12bit Blog

Sunnyflyer 30 in 1 (Part 1)

Posted by taizou at 2014-02-27 01:18:03 Hummer Software, Plug & play

So I've covered a cart-based handheld, an all-in-one handheld, a multicart and a clone; you may be wondering at this point, is there an area of obscure low-budget Chinese console gaming I haven't yet poked my nose into? why yes of course there are several of them. but today I'll be taking a look into the magical world of the plug & play controller, a class of devices that predated (and have now been mostly displaced by) those aforementioned all-in-one handhelds.

These began as straightforward Famicom clones which took advantage of smaller NES-on-a-chip hardware to dispense with the console and squeeze the whole package into a controller which plugged directly into your TV; possibly one of the first was the early/mid-90s IQ-901 from famiclone pioneers Micro Genius but the form was later popularised in the late 90s by the interminable N64 controller lookalikes like the Mega Joy and Super Joy and Power Joy (and probably some other types of joy), all of which came bundled with collections of very much unauthorised copies of old NES games.

It was only around the early 2000s that plug & plays transcended the bootleg nature of the early stuff and went legit; in China the likes of Jungletac would start developing their own original games for Famicom-based systems, later branching out into more capable hardware from Sunplus and others, while in the US and Japan various companies got in on the act with a string of licensed releases.

The one I've got here is a later example, running a rarely seen type of 16-bit hardware.
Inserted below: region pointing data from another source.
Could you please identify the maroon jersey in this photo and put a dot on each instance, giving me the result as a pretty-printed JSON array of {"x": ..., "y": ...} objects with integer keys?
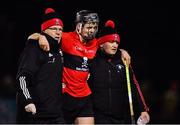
[{"x": 77, "y": 56}]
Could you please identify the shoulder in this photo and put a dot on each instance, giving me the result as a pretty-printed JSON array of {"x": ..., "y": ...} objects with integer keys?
[{"x": 32, "y": 45}]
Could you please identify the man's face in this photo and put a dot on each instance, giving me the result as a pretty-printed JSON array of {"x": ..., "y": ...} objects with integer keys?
[
  {"x": 55, "y": 32},
  {"x": 89, "y": 31},
  {"x": 110, "y": 47}
]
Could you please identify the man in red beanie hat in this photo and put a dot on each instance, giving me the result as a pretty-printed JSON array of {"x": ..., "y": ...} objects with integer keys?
[
  {"x": 39, "y": 86},
  {"x": 108, "y": 83},
  {"x": 79, "y": 48}
]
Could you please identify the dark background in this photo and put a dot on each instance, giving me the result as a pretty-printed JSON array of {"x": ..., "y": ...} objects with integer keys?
[{"x": 149, "y": 32}]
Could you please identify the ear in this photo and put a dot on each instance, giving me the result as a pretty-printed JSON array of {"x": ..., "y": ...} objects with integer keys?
[{"x": 78, "y": 27}]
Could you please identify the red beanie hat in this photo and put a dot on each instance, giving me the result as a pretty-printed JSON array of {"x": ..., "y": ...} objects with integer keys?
[
  {"x": 108, "y": 33},
  {"x": 50, "y": 18}
]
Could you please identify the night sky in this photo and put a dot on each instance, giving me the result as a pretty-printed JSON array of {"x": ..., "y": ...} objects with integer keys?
[{"x": 149, "y": 31}]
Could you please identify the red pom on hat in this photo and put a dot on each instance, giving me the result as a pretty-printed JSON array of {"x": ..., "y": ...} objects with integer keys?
[
  {"x": 49, "y": 10},
  {"x": 110, "y": 23}
]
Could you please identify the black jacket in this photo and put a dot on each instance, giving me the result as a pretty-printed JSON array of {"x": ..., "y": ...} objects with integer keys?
[
  {"x": 39, "y": 78},
  {"x": 109, "y": 87}
]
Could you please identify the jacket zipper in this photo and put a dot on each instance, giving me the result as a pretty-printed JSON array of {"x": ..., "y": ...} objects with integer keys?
[{"x": 110, "y": 91}]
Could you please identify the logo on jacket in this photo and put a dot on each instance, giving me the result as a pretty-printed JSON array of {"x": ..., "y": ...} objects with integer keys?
[{"x": 84, "y": 63}]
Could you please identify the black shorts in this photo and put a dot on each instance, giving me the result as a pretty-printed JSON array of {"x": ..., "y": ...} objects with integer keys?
[{"x": 74, "y": 107}]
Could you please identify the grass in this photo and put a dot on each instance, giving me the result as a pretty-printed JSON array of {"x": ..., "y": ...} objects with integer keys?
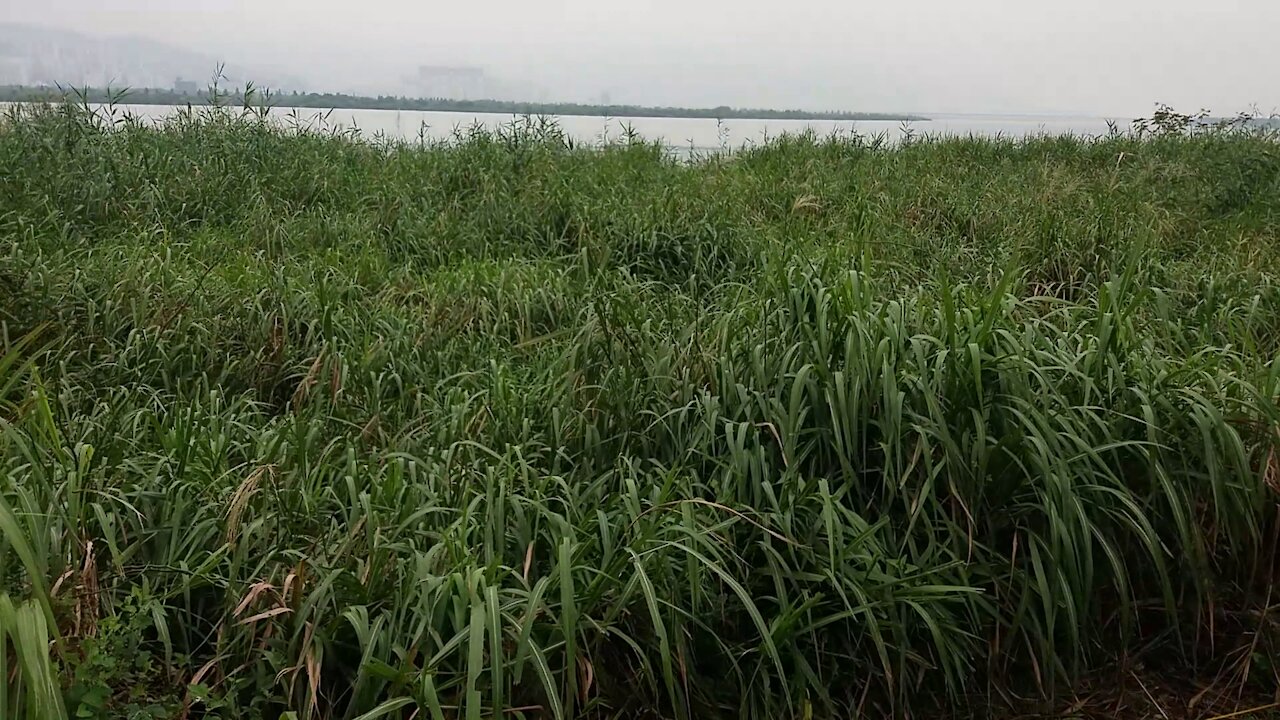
[{"x": 297, "y": 425}]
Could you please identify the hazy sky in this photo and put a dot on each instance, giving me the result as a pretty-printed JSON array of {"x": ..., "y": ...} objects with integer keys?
[{"x": 1095, "y": 57}]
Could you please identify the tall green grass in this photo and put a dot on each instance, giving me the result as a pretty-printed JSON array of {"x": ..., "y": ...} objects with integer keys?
[{"x": 499, "y": 425}]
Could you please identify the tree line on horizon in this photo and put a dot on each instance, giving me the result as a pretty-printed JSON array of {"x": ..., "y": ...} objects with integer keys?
[{"x": 337, "y": 100}]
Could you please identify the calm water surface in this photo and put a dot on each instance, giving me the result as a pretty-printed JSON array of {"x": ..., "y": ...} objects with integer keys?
[{"x": 694, "y": 133}]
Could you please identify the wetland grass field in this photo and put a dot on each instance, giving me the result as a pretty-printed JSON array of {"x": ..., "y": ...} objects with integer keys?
[{"x": 298, "y": 425}]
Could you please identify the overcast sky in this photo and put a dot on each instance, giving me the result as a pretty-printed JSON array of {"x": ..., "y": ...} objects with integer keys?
[{"x": 1091, "y": 57}]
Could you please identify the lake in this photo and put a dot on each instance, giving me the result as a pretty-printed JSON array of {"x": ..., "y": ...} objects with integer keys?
[{"x": 688, "y": 133}]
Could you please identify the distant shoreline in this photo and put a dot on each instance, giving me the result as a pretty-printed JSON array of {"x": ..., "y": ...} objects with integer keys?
[{"x": 341, "y": 101}]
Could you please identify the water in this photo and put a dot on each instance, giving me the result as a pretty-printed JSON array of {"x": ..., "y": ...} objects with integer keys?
[{"x": 690, "y": 133}]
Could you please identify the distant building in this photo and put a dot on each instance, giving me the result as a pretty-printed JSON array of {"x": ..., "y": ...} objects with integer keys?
[{"x": 452, "y": 82}]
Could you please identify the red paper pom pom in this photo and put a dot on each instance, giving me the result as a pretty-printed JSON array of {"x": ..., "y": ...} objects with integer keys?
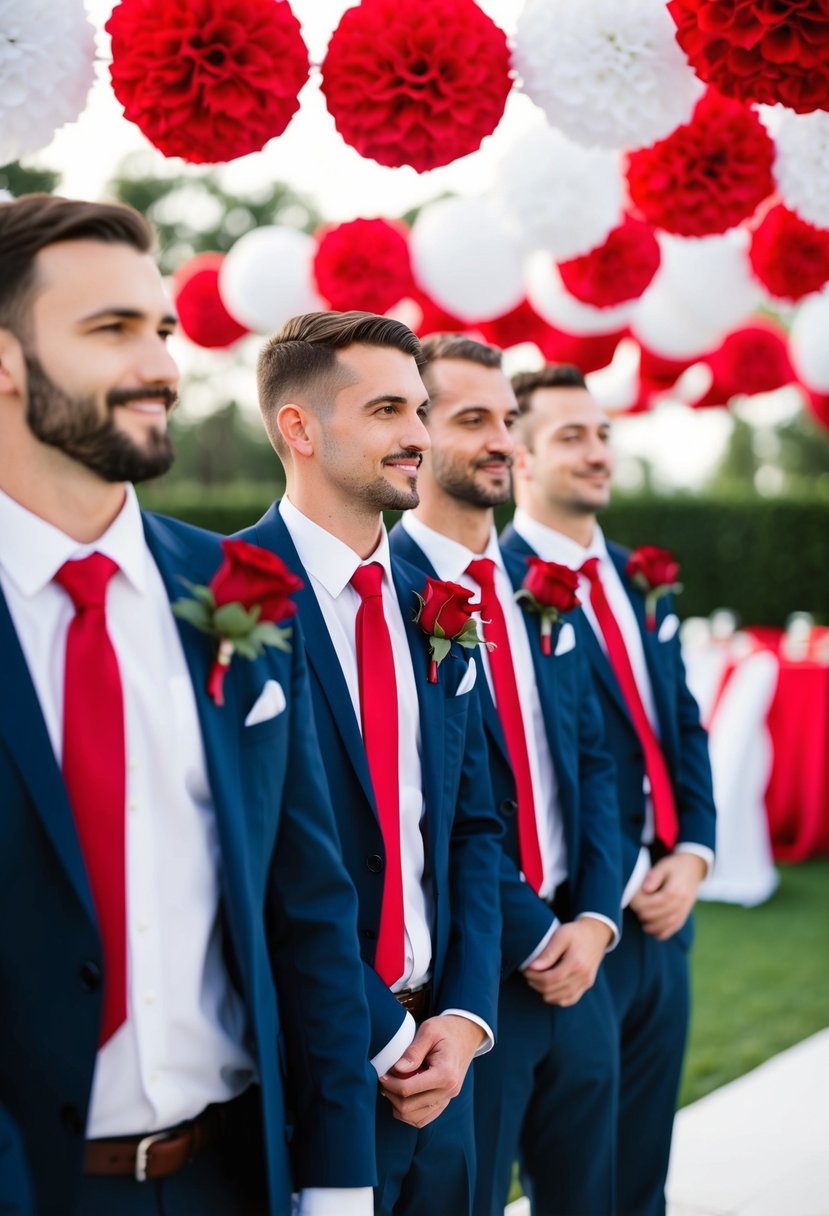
[
  {"x": 789, "y": 257},
  {"x": 759, "y": 50},
  {"x": 416, "y": 84},
  {"x": 615, "y": 271},
  {"x": 364, "y": 265},
  {"x": 207, "y": 79},
  {"x": 203, "y": 316},
  {"x": 708, "y": 175}
]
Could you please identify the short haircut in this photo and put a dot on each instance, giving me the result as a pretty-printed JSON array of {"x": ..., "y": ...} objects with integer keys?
[
  {"x": 34, "y": 221},
  {"x": 302, "y": 358}
]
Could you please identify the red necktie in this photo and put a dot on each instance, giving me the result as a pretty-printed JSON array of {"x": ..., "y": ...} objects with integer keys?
[
  {"x": 378, "y": 711},
  {"x": 94, "y": 767},
  {"x": 509, "y": 711},
  {"x": 661, "y": 791}
]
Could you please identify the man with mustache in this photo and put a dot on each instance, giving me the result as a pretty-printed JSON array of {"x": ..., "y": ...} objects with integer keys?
[
  {"x": 343, "y": 405},
  {"x": 173, "y": 902},
  {"x": 546, "y": 1095},
  {"x": 562, "y": 482}
]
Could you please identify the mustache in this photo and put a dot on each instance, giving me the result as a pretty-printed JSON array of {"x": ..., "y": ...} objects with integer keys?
[{"x": 124, "y": 395}]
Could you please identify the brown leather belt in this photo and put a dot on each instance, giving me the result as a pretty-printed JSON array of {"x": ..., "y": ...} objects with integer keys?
[
  {"x": 417, "y": 1001},
  {"x": 158, "y": 1154}
]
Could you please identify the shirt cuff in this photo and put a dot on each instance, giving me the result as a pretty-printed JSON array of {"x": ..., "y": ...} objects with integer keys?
[
  {"x": 334, "y": 1202},
  {"x": 541, "y": 945},
  {"x": 489, "y": 1042},
  {"x": 389, "y": 1054},
  {"x": 604, "y": 919},
  {"x": 638, "y": 876}
]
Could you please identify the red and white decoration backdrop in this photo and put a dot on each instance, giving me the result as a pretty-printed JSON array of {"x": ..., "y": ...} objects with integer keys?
[{"x": 674, "y": 193}]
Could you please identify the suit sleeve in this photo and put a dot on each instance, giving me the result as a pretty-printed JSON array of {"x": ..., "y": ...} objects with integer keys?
[{"x": 319, "y": 974}]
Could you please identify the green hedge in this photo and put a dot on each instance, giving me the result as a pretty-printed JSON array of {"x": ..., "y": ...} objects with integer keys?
[{"x": 761, "y": 557}]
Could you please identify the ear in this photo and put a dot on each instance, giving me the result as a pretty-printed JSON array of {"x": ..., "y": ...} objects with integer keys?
[{"x": 292, "y": 423}]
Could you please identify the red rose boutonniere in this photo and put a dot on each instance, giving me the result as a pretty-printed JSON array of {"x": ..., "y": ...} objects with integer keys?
[
  {"x": 445, "y": 614},
  {"x": 244, "y": 597},
  {"x": 654, "y": 573},
  {"x": 548, "y": 589}
]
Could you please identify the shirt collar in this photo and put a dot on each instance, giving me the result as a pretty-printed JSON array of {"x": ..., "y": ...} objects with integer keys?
[
  {"x": 33, "y": 550},
  {"x": 447, "y": 556},
  {"x": 327, "y": 558}
]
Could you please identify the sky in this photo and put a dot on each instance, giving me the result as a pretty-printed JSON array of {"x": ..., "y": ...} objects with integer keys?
[{"x": 313, "y": 158}]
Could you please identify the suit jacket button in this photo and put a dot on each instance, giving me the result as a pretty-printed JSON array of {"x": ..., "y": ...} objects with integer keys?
[{"x": 90, "y": 977}]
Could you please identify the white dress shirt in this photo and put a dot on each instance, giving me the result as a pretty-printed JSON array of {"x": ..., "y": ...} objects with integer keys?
[
  {"x": 330, "y": 566},
  {"x": 450, "y": 561},
  {"x": 553, "y": 546}
]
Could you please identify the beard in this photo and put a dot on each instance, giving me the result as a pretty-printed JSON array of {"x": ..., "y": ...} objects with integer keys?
[{"x": 74, "y": 427}]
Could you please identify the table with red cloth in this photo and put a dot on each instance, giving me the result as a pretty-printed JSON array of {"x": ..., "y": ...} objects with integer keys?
[{"x": 798, "y": 794}]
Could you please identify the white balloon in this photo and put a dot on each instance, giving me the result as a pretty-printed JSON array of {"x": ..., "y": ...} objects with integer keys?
[
  {"x": 558, "y": 196},
  {"x": 553, "y": 303},
  {"x": 466, "y": 260},
  {"x": 268, "y": 277},
  {"x": 808, "y": 342}
]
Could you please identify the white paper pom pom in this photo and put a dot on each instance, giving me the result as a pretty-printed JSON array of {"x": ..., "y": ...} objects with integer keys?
[
  {"x": 466, "y": 259},
  {"x": 605, "y": 72},
  {"x": 558, "y": 196},
  {"x": 801, "y": 164},
  {"x": 553, "y": 303},
  {"x": 268, "y": 277},
  {"x": 46, "y": 69}
]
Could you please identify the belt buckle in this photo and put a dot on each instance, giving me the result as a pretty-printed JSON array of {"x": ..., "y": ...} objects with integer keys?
[{"x": 142, "y": 1154}]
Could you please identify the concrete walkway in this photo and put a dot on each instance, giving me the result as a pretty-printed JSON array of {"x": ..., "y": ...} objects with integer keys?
[{"x": 756, "y": 1147}]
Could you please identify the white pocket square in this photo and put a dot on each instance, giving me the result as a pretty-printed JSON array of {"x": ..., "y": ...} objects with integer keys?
[
  {"x": 567, "y": 639},
  {"x": 468, "y": 681},
  {"x": 669, "y": 628},
  {"x": 269, "y": 703}
]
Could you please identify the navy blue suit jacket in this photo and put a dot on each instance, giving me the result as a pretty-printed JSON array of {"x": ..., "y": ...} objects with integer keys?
[
  {"x": 585, "y": 775},
  {"x": 683, "y": 738},
  {"x": 288, "y": 913},
  {"x": 461, "y": 828}
]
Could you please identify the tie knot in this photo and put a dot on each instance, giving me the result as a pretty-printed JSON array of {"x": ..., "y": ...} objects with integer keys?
[
  {"x": 367, "y": 580},
  {"x": 85, "y": 581}
]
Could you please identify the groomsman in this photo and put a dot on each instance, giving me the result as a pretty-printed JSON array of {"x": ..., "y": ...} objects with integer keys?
[
  {"x": 343, "y": 404},
  {"x": 182, "y": 1015},
  {"x": 562, "y": 480},
  {"x": 547, "y": 1093}
]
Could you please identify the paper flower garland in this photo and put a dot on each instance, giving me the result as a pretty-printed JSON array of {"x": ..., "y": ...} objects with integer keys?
[
  {"x": 789, "y": 255},
  {"x": 604, "y": 72},
  {"x": 46, "y": 68},
  {"x": 362, "y": 265},
  {"x": 618, "y": 270},
  {"x": 208, "y": 80},
  {"x": 756, "y": 50},
  {"x": 708, "y": 175},
  {"x": 416, "y": 84}
]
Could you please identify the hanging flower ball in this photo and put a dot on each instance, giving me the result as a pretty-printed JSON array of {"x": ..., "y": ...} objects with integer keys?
[
  {"x": 756, "y": 50},
  {"x": 46, "y": 68},
  {"x": 207, "y": 80},
  {"x": 418, "y": 84},
  {"x": 362, "y": 265},
  {"x": 558, "y": 196},
  {"x": 708, "y": 175},
  {"x": 608, "y": 73},
  {"x": 801, "y": 164},
  {"x": 618, "y": 270},
  {"x": 466, "y": 259},
  {"x": 266, "y": 277},
  {"x": 201, "y": 310},
  {"x": 789, "y": 257}
]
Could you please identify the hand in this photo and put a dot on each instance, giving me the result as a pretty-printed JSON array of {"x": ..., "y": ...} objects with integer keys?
[
  {"x": 432, "y": 1069},
  {"x": 567, "y": 966},
  {"x": 669, "y": 893}
]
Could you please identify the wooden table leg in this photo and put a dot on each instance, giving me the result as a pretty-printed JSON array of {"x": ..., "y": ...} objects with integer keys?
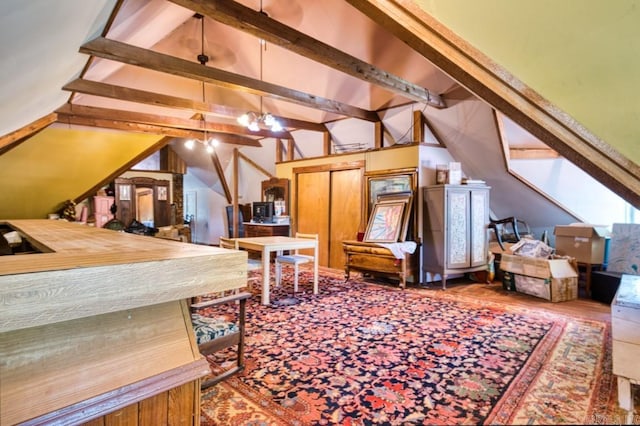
[{"x": 266, "y": 257}]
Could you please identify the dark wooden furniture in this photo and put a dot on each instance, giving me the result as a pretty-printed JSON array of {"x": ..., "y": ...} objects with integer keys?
[
  {"x": 128, "y": 192},
  {"x": 376, "y": 260},
  {"x": 276, "y": 189}
]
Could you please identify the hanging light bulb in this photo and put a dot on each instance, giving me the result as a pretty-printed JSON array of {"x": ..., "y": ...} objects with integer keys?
[
  {"x": 244, "y": 119},
  {"x": 253, "y": 125},
  {"x": 276, "y": 126}
]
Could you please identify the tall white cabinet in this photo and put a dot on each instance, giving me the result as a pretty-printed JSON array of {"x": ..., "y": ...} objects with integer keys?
[{"x": 455, "y": 225}]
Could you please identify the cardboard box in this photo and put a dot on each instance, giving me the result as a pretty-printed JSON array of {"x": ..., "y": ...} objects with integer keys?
[
  {"x": 584, "y": 242},
  {"x": 551, "y": 279}
]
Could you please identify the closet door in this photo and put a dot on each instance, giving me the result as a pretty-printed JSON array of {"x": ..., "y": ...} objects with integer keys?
[
  {"x": 312, "y": 209},
  {"x": 328, "y": 201},
  {"x": 345, "y": 217}
]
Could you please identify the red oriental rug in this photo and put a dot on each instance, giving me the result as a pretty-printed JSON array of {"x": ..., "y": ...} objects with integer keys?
[{"x": 360, "y": 354}]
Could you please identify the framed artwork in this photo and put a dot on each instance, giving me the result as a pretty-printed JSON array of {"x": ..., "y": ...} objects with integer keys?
[
  {"x": 385, "y": 223},
  {"x": 388, "y": 184},
  {"x": 392, "y": 185}
]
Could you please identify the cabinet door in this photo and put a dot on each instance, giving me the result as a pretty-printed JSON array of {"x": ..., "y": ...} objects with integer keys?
[
  {"x": 458, "y": 228},
  {"x": 479, "y": 220}
]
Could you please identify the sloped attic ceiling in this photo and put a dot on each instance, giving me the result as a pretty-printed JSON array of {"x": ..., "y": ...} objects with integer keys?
[{"x": 149, "y": 56}]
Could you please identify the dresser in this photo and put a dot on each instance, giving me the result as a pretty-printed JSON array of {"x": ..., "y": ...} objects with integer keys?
[
  {"x": 625, "y": 334},
  {"x": 455, "y": 229}
]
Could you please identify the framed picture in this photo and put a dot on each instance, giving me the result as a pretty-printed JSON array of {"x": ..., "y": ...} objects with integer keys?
[
  {"x": 125, "y": 192},
  {"x": 381, "y": 185},
  {"x": 385, "y": 223},
  {"x": 162, "y": 193}
]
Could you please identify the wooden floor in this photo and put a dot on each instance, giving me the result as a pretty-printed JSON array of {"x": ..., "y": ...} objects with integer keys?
[{"x": 581, "y": 307}]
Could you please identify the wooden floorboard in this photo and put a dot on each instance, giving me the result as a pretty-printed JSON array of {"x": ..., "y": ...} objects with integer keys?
[{"x": 583, "y": 307}]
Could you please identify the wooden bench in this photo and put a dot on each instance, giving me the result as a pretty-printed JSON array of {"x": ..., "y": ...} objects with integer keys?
[{"x": 378, "y": 260}]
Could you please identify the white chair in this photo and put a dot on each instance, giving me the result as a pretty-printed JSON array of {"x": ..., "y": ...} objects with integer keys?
[
  {"x": 252, "y": 264},
  {"x": 294, "y": 259}
]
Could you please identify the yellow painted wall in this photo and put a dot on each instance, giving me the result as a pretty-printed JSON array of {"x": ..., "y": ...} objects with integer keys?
[
  {"x": 581, "y": 55},
  {"x": 60, "y": 164}
]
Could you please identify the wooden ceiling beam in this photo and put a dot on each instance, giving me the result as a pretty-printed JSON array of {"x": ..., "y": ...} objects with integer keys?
[
  {"x": 105, "y": 90},
  {"x": 13, "y": 139},
  {"x": 532, "y": 153},
  {"x": 127, "y": 126},
  {"x": 132, "y": 55},
  {"x": 260, "y": 25},
  {"x": 165, "y": 121},
  {"x": 493, "y": 84}
]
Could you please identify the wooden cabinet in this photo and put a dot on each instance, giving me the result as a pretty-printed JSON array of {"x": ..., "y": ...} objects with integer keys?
[
  {"x": 265, "y": 230},
  {"x": 455, "y": 229},
  {"x": 144, "y": 199},
  {"x": 276, "y": 189},
  {"x": 102, "y": 210},
  {"x": 625, "y": 323}
]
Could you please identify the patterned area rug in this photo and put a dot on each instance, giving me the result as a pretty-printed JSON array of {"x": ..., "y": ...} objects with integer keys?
[{"x": 360, "y": 353}]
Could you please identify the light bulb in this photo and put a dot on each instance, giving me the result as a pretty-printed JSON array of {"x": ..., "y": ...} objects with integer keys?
[
  {"x": 244, "y": 119},
  {"x": 268, "y": 120},
  {"x": 253, "y": 126}
]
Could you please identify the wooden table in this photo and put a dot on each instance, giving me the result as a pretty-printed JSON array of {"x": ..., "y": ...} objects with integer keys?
[
  {"x": 625, "y": 323},
  {"x": 96, "y": 324},
  {"x": 277, "y": 244}
]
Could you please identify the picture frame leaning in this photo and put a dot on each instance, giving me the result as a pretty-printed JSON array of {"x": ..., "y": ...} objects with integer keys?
[{"x": 385, "y": 223}]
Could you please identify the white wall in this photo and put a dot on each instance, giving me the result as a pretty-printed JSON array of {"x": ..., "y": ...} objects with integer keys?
[{"x": 570, "y": 186}]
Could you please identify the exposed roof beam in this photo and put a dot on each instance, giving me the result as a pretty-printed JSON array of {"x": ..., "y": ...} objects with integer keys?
[
  {"x": 505, "y": 93},
  {"x": 132, "y": 55},
  {"x": 532, "y": 153},
  {"x": 13, "y": 139},
  {"x": 111, "y": 91},
  {"x": 260, "y": 25},
  {"x": 165, "y": 121},
  {"x": 66, "y": 116}
]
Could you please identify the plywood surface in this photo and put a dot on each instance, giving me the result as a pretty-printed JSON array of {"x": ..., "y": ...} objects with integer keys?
[
  {"x": 49, "y": 367},
  {"x": 94, "y": 271}
]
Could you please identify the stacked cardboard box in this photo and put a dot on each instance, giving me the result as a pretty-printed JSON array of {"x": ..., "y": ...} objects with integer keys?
[{"x": 552, "y": 279}]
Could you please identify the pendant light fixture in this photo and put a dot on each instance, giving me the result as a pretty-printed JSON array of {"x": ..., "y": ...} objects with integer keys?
[
  {"x": 252, "y": 120},
  {"x": 209, "y": 144}
]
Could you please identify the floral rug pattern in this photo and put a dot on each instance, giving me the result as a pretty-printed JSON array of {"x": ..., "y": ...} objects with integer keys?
[{"x": 360, "y": 354}]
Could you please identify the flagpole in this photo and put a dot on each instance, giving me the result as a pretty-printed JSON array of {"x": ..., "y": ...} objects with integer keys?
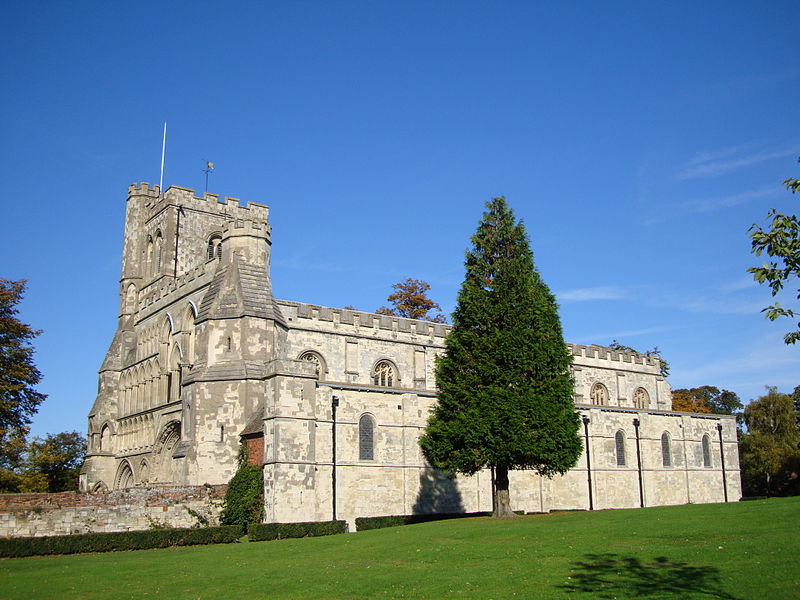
[{"x": 163, "y": 150}]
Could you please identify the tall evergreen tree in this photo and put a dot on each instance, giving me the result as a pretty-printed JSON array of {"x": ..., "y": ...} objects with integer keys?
[{"x": 505, "y": 391}]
I've decided to split it into a few posts, as it has quite a lot of games and I'm going to screenshot the whole lot (not least because it's much easier to take screenshots from something with TV-out than the handheld I covered previously) - in this post I'll just cover the packaging and console.

So it's the Sunnyflyer 30 in 1 16-bit... thing! It also has a name in Japanese, ゲーム悍な将; ゲーム quite straightforwardly means "game" but as far as I can tell 悍な将 makes no sense, so there's that.

Sunnyflyer was based in Taiwan and spent most of its life as a maker of model planes - I have no idea why they decided to get into game consoles, but they did (albeit probably only rebranding from other manufacturers), and then seemingly went out of business shortly after. A lot of their old stock ended up on Taobao; there's a Sunnyflyer Famiclone that crops up there sometimes, and I've also seen a lone dance mat on a Taiwanese auction site.

The back has a game list in traditional Chinese - this important information being in Chinese does kind of betray that the Japanese text all over the front is just for show (if that wasn't already apparent from it making no sense), and the console was probably intended for the Taiwanese market all along.

The top of the box identifies it as a "plus & play" system and illustrates a flipped version of the system plugged into a clipart CRT TV, and there's even more (probably nonsensical or stolen) Japanese text.

And the bottom, with manufacturer/distributor details and such.


The other two sides just have some screenshots of the games on here, which I'll be showing you later anyway, but have these as a ...preview, I guess.

There's also the repeated text "EMG 2008 30 in 1 user gnide" which, aside from being misspelt and entirely out of place, handily reveals the year this thing was made and the hardware it runs; "EMG" is the series of game systems-on-chips made by Elan Microelectronics, the latest of which is EMG2000a, but this might use an older one.

So that's about it for the box - let's take a look at the console:

it is... a fairly ugly thing, to be honest. Control layout is quite standard - there's a little faux-analogue stick and a D-pad, plus A, B, X and Y buttons (though I have no idea if the X and Y buttons are mapped separately internally or they're just wired to A and B as is common on similar consoles - certainly no games on here do anything unique with them).

4 AA batteries go in the back, in that bulge which also helpfully makes it quite uncomfortable to hold. The battery life seems decent enough - it would be nice if you could use an AC adapter instead, but that's not the way of these things.

Anyway! That's the externals covered (there was also an instruction sheet in the box that I forgot to take a photo of, but it is both uninteresting, brief and in Chinese so you aren't missing much), next up I'll get onto the games - stay tuned!

1 Comments

Comments

1Posted by Smedis2 at 2014-02-28 00:16:40

That thing looks like a robot from a 50's B-Movie.